What Issues are Connected With the Black Box?
Despite a lot of benefits AI and ML bring to everyday life, it’s still going through some growing pains. Aside from the problem of bias, artificial intelligence also faces the black box problem illustrated in the following:
- Machine learning is often called a black box because the processes between the input and output are not transparent at all: the only things people can observe are how the data is entered and what the final decisions are. As the neural network becomes more complex when the number of nodes increases, the model itself becomes less and less transparent.
- Because people have no idea of how AI makes decisions and can’t view its internal workings, they lose confidence in the model they can’t fully control. Consequently, the lack of trust usually leads to many AI failures.
How to Resolve These Issues?
Since the issues that occur within artificial intelligence or machine learning models may cause harm when the algorithms are applied to the critically important tasks, they require an immediate solution. Here’s how one can resolve the black box problems:
- Carefully design the ML system to make it more transparent and let the users analyze why the system takes certain decisions.
- Implement systematic governance practices by arranging the hidden hypothesis, managing ML algorithms more strictly, checking on the compilation, ensuring open-source algorithms and training data, etc.
- Use external tools to monitor how the ML system works.
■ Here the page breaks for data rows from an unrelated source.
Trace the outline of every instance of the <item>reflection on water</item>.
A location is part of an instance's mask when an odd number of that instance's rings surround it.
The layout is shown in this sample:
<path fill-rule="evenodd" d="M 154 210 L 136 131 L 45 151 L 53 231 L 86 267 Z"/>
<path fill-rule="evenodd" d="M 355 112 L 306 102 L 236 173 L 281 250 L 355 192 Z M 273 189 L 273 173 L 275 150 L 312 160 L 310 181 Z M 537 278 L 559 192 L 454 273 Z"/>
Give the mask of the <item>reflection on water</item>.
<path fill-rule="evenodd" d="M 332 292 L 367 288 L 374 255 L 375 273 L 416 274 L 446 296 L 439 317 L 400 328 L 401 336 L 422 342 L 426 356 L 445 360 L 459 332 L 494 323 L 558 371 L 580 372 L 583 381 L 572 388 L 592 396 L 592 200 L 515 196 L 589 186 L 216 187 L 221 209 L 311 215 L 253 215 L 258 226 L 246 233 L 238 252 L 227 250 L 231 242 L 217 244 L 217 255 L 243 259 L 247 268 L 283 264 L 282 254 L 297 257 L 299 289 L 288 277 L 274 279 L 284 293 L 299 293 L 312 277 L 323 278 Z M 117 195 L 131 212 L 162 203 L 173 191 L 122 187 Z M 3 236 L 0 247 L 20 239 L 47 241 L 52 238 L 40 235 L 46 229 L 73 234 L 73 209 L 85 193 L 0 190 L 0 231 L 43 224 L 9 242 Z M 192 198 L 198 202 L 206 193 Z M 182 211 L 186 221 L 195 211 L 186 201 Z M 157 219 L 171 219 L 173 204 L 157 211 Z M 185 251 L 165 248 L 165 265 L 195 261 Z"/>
One such tool is ATMSeer presented by MIT, which lets users see how an automated machine learning system works.
The black box concept is a vital topic in the field of artificial intelligence in general, and in machine learning systems in particular. It’s especially widespread in neural networks and often brings problems to their users because of their complex and unpredictable nature. Consequently, people don’t trust these models.
To prevent issues from occurring within critical tasks, it’s important to resolve them in advance by making the ML system more transparent, using outside tools that monitor how it works. These and other methods will help to make your models predictable and let people understand why the system works the way it does.